The much talked about Pramuka Bank incident has provided enough reasons for the public to think twice before they invest their money in financial institutions as they are totally in the dark as far as the financial stability of the institutions are concerned.

According to unconfirmed reports among the country's business community there are a few other registered banks and financial institutions which are in deep financial crisis and therefore it has become essential to bring about immediate amendments to the present Banking Act to avoid a repetition of the Pramuka Bank incident.

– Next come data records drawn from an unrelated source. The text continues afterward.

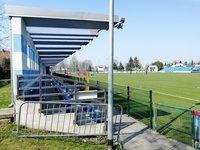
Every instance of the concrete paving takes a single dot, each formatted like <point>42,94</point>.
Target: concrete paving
<point>137,136</point>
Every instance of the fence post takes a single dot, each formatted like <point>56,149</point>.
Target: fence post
<point>97,85</point>
<point>151,109</point>
<point>128,99</point>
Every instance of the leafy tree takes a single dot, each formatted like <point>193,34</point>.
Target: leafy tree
<point>191,63</point>
<point>136,63</point>
<point>74,63</point>
<point>4,36</point>
<point>115,65</point>
<point>1,72</point>
<point>130,64</point>
<point>159,64</point>
<point>120,67</point>
<point>90,68</point>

At present there are several authorised and unauthorised institutions accepting `deposits' in various forms from the public in Sri Lanka. The Central Bank of Sri Lanka (CBSL) has repeatedly cautioned the public on investing in unauthorised financial institutions. The CBSL has published newspaper advertisements to inform the public of the institutions that have been registered to accept deposits from the public in order to clear the confusion. However, it has not ruled out the possibility of a certain amount of risk involved in investing in the institutions which are registered by the Central Bank.

The Central Bank in its answer to the writ application filed by the depositors of Pramuka Bank maintained that the notices issued were intended to be factual statements of institutions registered to accept deposits from the public and were certainly not intended to be recommendations that the public could invest in any one of them without risk.

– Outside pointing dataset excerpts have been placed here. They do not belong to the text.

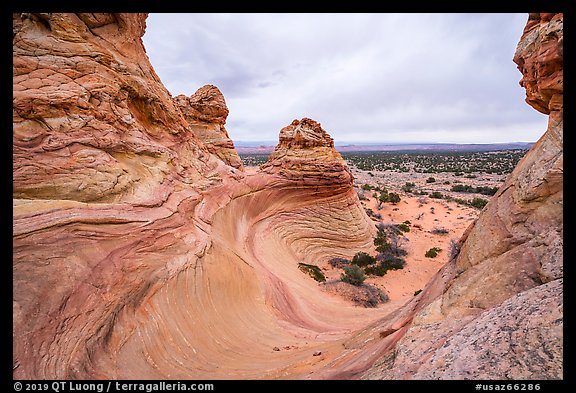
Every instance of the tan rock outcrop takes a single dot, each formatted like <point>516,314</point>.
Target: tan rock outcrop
<point>305,154</point>
<point>496,311</point>
<point>206,113</point>
<point>136,252</point>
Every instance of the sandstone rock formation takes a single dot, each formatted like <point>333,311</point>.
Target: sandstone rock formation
<point>206,113</point>
<point>305,154</point>
<point>140,251</point>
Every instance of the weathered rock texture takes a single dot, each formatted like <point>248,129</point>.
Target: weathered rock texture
<point>136,252</point>
<point>496,311</point>
<point>139,251</point>
<point>305,154</point>
<point>206,113</point>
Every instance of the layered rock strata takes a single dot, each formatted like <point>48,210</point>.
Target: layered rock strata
<point>496,310</point>
<point>136,252</point>
<point>206,113</point>
<point>139,251</point>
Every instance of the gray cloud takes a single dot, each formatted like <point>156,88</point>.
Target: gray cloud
<point>365,77</point>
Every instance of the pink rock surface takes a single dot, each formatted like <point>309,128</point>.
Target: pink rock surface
<point>206,113</point>
<point>140,251</point>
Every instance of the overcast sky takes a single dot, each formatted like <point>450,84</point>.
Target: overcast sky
<point>365,77</point>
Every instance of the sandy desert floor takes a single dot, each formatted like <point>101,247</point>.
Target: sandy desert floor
<point>425,214</point>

It stated that when irregularities are observed in a bank, a regulator cannot immediately take drastic action such as suspension or cancellation of the licence.

"A regulator therefore must act with caution balancing various interests involved and direct the bank concerned to take corrective action as well as monitor the activities of the said bank.

Regulation does not offer absolute safety of one's funds and that by regulation, what is sought to be achieved is to ensure that institutions which solicit funds from the public act in a prudential manner which in turn can reasonably assure the safety of depositors' funds. The safety, stability and viability of a bank rest with the directors and the management of the bank," the Central Bank said.

However, according to the President of the Pramuka Bank Depositors Association, Palitha Gamage, there was no indication of financial instability of Pramuka Bank up to the time of its suspension and the depositors had no way of finding out that there was mismanagement.

"We cannot expect every citizen of the country to have a thorough knowledge about banking activities. There are people who cannot fill even their own deposit slip. We have invested in Pramuka Bank as it was a registered bank and nothing had been communicated to us about the financial situation of the bank other than various promotions by the Bank itself," Gamage said.

According to a Central Bank official it would be possible to introduce measures to provide insurance cover to deposits but it could be an additional burden to profitable banks.

However, experts say a repetition of the Pramuka Bank incident would affect the country's banking sector as depositors would lose confidence in safety of investing their money in banks.